How do you architect cyber security incident response for Salesforce?

Incidents happen. Architecture should support detection, containment, recovery.

Detection:

• Event Monitoring (Shield) — runtime activity logs.
• SIEM integration — Splunk / Datadog / Sumo Logic ingesting Salesforce events.
• Behavior analytics — unusual patterns flagged.
• Health Check — security posture monitoring.
• Login anomalies — Login History anomalies.

Detection patterns:

• Large data export unusually.
• Login from unusual geo.
• Mass record changes unexpectedly.
• Permission escalations without ARB.
• Failed login bursts (brute force).

Containment:

• Disable compromised account immediately.
• Revoke OAuth tokens for affected Connected Apps.
• IP allowlist tightening if attack pattern identified.
• Transaction Security Policies (Shield) for real-time blocks.
• Communication freeze if suspicious activity in customer-facing systems.

Investigation:

• Audit logs — what happened? When?

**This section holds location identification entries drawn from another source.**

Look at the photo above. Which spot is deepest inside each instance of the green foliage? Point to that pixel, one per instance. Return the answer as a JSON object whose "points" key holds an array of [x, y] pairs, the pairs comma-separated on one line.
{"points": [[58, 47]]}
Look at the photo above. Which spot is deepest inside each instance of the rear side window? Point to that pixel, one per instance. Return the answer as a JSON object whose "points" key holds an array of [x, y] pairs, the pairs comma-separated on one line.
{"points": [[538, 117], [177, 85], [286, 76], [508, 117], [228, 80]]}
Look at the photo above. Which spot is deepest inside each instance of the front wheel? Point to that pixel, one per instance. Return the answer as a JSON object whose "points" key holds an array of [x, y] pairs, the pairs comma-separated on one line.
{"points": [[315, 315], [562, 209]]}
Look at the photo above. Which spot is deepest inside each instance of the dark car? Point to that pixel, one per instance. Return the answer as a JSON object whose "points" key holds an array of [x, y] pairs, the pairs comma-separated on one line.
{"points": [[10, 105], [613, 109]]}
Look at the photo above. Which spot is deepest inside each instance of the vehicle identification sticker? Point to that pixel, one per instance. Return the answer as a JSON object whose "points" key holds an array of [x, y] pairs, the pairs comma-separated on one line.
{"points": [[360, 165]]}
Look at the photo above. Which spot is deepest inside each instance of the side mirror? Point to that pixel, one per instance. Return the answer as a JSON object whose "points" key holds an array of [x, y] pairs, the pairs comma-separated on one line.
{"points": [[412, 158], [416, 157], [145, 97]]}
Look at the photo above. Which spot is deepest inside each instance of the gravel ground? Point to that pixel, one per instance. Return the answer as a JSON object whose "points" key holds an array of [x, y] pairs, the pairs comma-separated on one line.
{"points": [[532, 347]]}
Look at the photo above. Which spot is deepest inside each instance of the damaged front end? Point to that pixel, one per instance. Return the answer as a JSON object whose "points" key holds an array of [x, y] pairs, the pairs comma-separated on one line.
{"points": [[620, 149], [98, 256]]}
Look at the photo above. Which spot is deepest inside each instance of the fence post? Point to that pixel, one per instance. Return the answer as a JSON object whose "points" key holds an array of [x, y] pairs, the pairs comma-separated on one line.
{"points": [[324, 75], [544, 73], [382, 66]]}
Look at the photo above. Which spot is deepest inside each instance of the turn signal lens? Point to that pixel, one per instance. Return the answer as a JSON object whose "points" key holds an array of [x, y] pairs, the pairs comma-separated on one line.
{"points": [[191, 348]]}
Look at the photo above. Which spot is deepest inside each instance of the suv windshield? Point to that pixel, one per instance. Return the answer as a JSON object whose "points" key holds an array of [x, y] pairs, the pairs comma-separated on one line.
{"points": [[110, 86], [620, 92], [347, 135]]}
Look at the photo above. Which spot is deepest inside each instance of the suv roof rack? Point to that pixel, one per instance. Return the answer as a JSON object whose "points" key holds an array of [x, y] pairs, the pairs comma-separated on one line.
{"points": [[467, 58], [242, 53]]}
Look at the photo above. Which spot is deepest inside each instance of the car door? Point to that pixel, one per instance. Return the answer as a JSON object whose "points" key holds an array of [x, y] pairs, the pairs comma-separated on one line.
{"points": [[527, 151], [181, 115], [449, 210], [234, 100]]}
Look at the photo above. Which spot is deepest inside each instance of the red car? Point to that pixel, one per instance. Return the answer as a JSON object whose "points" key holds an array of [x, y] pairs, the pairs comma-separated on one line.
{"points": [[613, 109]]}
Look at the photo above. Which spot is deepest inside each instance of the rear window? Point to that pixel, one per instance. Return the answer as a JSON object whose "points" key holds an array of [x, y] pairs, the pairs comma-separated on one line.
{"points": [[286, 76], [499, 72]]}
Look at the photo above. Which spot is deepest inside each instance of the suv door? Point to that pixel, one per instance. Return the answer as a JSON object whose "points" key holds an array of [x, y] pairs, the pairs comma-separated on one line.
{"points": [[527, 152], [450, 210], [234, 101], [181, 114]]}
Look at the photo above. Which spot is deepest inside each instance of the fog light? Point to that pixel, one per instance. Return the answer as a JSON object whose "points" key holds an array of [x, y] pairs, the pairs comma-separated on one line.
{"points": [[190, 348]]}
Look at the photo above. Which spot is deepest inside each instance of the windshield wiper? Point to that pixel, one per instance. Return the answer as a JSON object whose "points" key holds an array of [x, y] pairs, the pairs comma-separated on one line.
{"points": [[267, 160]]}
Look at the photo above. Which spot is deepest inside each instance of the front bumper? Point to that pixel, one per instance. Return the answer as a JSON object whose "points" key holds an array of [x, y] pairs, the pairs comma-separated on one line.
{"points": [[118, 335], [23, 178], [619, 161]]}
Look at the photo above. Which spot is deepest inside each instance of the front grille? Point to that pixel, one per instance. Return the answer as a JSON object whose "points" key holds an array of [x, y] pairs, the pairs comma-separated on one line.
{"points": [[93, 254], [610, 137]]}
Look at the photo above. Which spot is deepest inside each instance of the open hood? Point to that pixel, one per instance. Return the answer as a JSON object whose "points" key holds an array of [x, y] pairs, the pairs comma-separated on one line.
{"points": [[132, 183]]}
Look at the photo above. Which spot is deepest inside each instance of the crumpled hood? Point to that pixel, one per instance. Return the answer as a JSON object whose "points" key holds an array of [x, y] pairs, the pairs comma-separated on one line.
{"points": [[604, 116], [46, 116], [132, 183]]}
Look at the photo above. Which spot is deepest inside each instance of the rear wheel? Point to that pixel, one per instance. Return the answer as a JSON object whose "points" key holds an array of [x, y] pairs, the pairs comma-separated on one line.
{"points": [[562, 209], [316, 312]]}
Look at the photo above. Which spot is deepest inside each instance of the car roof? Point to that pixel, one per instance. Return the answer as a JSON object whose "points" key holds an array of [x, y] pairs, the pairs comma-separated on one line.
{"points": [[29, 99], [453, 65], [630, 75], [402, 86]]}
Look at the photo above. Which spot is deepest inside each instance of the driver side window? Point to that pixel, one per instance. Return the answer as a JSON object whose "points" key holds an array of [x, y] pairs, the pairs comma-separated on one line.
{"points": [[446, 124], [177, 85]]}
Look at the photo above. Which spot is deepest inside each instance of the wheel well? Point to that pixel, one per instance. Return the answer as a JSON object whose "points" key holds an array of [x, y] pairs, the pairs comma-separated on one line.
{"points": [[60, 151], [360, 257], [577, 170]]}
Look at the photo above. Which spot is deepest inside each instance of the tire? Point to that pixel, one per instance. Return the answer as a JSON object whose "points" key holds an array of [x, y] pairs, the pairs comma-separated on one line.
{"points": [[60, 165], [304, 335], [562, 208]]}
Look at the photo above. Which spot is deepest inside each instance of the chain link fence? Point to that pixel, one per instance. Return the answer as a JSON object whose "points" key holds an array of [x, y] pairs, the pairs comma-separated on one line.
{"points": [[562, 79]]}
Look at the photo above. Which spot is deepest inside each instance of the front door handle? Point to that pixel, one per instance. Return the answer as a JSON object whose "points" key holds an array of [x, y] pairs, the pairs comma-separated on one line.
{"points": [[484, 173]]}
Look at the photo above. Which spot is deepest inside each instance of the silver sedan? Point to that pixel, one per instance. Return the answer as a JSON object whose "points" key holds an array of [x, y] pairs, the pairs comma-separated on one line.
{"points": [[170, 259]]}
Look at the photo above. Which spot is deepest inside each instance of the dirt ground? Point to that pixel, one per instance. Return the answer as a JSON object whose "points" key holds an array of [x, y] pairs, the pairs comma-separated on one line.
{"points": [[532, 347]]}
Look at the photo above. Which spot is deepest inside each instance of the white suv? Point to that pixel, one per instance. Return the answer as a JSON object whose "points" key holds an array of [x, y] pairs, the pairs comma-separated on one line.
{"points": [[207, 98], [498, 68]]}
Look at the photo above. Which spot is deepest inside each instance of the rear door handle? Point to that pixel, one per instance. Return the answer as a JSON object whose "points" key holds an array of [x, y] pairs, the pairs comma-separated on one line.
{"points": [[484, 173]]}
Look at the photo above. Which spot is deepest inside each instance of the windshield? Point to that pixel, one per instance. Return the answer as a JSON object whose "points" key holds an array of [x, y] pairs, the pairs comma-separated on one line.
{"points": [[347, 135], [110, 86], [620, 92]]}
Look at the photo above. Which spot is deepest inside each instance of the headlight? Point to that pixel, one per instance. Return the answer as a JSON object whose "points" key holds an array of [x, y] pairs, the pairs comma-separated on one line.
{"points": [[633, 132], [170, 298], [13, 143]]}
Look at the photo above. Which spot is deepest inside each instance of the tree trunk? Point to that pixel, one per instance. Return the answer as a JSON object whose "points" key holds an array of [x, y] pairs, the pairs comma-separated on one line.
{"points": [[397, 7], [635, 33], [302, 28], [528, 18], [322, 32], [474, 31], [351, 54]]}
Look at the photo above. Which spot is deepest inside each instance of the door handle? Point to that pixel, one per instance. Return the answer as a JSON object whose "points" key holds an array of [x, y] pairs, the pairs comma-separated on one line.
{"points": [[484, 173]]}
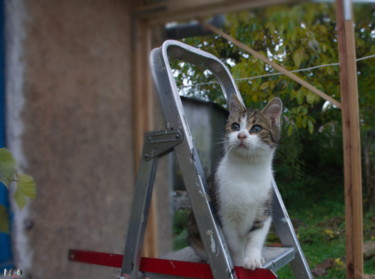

By whom?
• Field History — what data changed?
• Event Monitoring — runtime forensics.
• Setup Audit Trail — metadata changes.

Recovery:

• Restore data from backups (OwnBackup or similar).
• Rotate credentials — passwords, OAuth secrets, API keys.
• Re-enable affected accounts after investigation.
• Fix vulnerabilities.
• User communication if data exposed.

Notification:

• GDPR breach notification within 72 hours if EU data affected.
• Customer notification based on contract / regulatory requirements.
• Public disclosure if material to investors / public.

Post-incident:

• Post-mortem — blameless analysis.
• Lessons learned — what worked, what didn't.
• Remediation plan — prevent recurrence.
• Update detection rules based on new attack patterns.

Architecture for response:

• Runbook — pre-written response for common scenarios.
• Communication plan — who tells whom what.
• Escalation paths — when to bring in legal, PR, executives.
• Drill cadence — practice annually.

Senior architect insight: incidents will happen. Plan for them. Architecture that supports detection + response is more valuable than architecture that pretends nothing will go wrong.

The senior framing: prepare in peacetime; execute in crisis. Without runbook + drill, real incidents become disasters.